Des rires coururent dans le public. Deux messieurs, pour plaisanter, saisirent par les épaules la fugitive et voulurent l’emmener en cherchant à l’embrasser. Mais Duroy l’ayant rattrapée, la dégagea violemment et l’entraîna dans la rue.
Elle s’élança dans un fiacre vide arrêté devant l’établissement. Il y sauta derrière elle, et comme le cocher demandait : « Où faut-il aller, bourgeois ? » il répondit. » Où vous voudrez. »

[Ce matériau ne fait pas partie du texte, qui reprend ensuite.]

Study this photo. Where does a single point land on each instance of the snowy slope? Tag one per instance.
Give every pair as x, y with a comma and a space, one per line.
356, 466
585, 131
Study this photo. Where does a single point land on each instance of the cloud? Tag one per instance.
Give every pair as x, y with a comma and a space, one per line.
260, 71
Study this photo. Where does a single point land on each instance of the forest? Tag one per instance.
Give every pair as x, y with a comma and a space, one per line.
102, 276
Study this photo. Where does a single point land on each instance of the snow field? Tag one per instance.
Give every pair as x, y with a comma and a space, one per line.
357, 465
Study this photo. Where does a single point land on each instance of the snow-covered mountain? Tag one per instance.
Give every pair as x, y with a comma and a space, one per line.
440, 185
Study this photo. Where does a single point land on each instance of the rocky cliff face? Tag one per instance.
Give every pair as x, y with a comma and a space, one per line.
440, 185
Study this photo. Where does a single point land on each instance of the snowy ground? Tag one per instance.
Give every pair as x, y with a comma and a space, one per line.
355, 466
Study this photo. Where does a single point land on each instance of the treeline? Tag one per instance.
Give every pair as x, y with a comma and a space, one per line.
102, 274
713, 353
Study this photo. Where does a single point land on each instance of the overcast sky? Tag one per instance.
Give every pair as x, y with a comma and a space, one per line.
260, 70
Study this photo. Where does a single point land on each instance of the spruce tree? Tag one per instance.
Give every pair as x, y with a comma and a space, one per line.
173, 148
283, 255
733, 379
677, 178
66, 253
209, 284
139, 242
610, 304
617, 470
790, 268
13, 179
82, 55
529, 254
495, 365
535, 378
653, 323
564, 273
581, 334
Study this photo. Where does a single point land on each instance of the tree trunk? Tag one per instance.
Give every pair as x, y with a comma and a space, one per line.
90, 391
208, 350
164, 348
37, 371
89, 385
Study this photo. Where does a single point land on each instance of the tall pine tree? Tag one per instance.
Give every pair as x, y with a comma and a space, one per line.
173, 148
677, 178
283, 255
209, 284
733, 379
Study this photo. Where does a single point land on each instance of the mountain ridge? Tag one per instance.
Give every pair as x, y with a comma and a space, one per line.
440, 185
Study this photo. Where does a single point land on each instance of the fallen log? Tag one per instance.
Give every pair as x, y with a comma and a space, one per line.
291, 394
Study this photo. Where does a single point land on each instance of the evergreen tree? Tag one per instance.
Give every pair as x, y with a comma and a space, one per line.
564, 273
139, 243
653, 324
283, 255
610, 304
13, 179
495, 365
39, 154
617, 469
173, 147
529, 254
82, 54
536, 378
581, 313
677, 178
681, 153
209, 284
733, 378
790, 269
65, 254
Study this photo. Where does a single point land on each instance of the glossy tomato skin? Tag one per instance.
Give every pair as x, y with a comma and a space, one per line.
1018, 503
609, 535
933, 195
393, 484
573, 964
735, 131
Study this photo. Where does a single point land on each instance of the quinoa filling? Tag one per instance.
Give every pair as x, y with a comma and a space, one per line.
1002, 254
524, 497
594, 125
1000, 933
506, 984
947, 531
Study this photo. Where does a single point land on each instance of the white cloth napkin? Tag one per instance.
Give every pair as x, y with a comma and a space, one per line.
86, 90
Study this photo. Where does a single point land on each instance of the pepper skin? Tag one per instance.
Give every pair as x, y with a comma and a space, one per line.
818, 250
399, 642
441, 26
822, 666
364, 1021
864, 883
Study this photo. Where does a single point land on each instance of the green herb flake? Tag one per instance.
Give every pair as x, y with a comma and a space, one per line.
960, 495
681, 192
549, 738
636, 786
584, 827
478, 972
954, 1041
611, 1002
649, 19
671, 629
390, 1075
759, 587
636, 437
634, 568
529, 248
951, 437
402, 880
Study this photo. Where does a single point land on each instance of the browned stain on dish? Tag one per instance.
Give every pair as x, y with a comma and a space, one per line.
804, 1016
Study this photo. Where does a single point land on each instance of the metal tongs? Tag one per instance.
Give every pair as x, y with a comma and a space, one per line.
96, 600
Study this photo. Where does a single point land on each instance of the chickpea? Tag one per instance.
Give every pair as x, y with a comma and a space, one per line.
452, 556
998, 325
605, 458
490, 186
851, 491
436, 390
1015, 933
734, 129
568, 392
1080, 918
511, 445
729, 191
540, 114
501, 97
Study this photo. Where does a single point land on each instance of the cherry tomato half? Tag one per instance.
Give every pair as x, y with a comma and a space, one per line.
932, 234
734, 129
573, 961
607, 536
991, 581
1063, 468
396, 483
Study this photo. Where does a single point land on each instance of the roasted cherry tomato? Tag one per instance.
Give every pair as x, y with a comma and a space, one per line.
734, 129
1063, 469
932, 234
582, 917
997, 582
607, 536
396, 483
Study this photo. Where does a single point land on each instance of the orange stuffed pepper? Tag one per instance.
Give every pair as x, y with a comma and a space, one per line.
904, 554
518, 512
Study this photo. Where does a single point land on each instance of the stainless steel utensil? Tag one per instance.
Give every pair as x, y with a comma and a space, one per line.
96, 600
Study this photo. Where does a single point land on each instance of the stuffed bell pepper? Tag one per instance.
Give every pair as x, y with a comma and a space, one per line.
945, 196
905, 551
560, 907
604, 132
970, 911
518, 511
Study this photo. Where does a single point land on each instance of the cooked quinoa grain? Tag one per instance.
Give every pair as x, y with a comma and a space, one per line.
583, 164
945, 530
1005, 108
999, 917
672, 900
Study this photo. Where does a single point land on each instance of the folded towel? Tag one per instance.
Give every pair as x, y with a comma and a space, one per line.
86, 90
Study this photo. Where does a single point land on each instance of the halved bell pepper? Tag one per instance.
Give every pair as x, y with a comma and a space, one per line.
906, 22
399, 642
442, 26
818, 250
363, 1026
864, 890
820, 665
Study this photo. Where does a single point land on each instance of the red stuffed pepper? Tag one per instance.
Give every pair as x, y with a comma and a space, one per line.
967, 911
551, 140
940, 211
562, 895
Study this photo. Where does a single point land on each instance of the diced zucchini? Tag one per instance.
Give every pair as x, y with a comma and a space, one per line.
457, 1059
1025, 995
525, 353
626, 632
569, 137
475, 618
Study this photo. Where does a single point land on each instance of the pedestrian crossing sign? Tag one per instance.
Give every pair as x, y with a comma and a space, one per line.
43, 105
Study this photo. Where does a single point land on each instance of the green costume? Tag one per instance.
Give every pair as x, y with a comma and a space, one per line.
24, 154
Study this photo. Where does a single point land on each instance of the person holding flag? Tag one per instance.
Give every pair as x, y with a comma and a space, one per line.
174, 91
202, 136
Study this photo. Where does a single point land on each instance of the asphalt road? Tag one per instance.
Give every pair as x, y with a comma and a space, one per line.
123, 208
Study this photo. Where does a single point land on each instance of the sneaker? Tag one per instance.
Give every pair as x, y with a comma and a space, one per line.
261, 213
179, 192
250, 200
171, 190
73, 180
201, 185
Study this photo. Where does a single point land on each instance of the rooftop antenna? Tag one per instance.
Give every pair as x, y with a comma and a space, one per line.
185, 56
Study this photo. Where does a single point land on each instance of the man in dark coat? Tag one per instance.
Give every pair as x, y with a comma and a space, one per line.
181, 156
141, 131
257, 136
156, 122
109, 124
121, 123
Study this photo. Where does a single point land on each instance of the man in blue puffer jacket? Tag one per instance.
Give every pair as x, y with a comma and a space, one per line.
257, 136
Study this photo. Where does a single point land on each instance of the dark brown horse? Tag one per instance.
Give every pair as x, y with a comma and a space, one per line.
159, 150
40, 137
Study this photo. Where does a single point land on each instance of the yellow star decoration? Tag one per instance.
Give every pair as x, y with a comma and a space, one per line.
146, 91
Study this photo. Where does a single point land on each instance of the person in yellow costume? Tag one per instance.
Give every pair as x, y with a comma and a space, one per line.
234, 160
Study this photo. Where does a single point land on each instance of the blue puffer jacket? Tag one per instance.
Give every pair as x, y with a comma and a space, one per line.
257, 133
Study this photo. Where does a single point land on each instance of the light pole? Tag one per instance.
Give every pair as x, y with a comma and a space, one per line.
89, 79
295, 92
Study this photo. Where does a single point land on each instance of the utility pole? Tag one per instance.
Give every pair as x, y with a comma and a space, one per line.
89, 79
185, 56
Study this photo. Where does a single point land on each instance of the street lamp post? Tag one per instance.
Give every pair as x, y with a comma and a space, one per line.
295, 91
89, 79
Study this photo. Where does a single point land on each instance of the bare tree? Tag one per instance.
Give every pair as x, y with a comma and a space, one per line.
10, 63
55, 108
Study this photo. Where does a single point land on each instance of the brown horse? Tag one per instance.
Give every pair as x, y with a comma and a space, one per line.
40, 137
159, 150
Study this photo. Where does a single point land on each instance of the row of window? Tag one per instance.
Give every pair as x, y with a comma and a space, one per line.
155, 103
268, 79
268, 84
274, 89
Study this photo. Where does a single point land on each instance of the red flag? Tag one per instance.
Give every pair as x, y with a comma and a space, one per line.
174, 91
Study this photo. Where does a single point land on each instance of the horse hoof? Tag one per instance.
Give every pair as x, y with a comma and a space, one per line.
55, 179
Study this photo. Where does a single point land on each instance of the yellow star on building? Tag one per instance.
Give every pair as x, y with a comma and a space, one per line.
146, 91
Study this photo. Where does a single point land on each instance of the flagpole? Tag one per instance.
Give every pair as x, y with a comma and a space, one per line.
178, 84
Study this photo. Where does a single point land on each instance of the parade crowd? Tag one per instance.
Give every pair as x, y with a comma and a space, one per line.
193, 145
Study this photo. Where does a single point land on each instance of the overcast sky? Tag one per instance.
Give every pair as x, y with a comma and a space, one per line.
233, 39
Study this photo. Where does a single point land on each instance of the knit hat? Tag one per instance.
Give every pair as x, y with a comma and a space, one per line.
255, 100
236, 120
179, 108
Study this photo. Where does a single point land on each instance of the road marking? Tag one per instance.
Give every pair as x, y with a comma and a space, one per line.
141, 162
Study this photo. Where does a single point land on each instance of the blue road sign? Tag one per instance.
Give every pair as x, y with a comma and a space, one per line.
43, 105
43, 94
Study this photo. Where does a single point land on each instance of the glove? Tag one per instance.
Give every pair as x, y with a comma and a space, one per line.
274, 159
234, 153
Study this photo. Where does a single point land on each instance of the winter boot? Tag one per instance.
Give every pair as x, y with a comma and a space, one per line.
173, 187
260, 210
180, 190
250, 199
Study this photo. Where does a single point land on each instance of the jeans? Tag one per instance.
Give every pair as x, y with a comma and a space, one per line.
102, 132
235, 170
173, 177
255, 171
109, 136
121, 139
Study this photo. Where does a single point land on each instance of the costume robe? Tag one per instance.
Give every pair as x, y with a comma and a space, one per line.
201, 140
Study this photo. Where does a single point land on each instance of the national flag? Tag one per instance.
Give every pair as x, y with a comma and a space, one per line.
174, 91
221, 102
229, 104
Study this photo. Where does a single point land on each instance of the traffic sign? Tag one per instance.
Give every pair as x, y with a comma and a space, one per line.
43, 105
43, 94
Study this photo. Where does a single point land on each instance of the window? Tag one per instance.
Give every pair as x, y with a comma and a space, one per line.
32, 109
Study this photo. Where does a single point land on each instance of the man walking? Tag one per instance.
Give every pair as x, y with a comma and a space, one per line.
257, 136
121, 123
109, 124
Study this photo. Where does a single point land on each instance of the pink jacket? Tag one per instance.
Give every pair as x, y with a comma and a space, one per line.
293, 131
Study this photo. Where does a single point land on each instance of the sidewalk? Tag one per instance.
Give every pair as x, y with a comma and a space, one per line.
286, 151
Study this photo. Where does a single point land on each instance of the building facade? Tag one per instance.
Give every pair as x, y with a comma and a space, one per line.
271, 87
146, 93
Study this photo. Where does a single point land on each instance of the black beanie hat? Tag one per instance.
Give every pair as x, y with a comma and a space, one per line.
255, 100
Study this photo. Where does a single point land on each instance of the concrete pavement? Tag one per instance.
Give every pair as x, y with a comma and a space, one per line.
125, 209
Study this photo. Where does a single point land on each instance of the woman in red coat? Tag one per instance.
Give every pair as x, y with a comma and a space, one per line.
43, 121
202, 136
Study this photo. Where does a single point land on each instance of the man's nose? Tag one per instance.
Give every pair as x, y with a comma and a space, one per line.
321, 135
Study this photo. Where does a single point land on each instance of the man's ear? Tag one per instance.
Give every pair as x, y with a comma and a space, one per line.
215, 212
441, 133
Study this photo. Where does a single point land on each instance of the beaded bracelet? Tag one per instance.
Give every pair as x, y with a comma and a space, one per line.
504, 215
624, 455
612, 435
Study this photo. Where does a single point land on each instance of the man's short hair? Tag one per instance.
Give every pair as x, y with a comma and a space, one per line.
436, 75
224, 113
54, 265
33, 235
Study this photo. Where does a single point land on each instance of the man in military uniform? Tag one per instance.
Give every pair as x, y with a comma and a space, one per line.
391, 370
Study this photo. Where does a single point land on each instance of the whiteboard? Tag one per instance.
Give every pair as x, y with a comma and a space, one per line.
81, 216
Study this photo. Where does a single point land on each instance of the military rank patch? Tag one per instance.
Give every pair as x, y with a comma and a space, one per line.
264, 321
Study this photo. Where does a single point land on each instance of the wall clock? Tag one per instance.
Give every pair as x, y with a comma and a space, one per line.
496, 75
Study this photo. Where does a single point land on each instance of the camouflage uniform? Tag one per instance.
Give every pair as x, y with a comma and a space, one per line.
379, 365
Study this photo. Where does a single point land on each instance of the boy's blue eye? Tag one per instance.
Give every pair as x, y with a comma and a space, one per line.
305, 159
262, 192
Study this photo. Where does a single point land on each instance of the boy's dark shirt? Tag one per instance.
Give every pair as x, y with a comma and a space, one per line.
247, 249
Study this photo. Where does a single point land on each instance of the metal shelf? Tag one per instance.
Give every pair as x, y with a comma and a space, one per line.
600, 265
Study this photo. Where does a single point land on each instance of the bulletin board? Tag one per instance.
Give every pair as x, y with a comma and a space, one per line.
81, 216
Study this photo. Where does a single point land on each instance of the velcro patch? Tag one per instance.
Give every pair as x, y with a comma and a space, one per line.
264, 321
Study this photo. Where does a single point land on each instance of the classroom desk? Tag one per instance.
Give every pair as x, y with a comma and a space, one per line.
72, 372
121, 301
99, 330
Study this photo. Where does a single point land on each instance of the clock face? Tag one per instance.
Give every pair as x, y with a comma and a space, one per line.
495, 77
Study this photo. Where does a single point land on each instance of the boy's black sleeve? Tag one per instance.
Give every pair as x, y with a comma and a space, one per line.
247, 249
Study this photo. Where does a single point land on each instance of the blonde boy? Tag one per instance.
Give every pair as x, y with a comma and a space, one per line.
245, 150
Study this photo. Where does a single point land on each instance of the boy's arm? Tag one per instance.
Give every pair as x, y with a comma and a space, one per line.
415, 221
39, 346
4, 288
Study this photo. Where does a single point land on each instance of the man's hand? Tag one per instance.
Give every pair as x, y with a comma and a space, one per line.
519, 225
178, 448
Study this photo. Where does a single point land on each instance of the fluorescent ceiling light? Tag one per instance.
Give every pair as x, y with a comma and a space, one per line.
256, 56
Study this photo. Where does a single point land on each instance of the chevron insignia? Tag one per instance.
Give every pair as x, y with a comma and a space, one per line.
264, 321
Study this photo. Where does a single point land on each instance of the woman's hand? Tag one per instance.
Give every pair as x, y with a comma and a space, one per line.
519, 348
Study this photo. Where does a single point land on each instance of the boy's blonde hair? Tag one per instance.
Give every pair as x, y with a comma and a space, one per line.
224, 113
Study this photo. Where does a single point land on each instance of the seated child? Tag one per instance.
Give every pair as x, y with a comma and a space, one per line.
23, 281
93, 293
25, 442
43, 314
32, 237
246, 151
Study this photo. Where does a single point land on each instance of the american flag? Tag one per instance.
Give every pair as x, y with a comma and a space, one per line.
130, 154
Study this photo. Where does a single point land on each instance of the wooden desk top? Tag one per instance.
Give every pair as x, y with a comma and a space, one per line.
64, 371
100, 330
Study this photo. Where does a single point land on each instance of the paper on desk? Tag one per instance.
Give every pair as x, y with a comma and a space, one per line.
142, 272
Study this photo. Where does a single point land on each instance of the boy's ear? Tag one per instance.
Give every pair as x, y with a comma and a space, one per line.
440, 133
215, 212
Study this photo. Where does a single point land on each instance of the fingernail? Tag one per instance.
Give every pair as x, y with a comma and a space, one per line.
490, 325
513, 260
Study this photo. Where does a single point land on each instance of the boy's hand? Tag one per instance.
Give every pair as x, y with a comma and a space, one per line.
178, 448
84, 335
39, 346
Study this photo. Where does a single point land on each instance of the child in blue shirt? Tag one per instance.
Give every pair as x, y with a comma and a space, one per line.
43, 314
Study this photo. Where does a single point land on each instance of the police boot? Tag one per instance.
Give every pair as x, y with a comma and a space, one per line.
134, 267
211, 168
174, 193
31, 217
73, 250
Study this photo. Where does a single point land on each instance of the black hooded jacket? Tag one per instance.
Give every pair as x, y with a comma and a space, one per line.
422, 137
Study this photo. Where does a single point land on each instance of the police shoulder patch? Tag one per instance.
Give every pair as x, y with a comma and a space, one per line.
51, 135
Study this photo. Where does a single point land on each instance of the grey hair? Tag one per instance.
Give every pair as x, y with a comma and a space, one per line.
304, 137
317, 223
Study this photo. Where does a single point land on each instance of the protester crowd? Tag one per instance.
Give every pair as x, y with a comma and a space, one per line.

La voiture se mit en route lentement, secouée par les pavés. Clotilde en proie à une sorte de crise nerveuse, les mains sur sa face, étouffait, suffoquait ; et Duroy ne savait que faire ni que dire. À la fin, comme il l’entendait pleurer, il bégaya. : « Écoute, Clo, ma petite Clo, laisse-moi t’expliquer ! Ce n’est pas ma faute… J’ai connu cette femme-là autrefois… dans les premiers temps… »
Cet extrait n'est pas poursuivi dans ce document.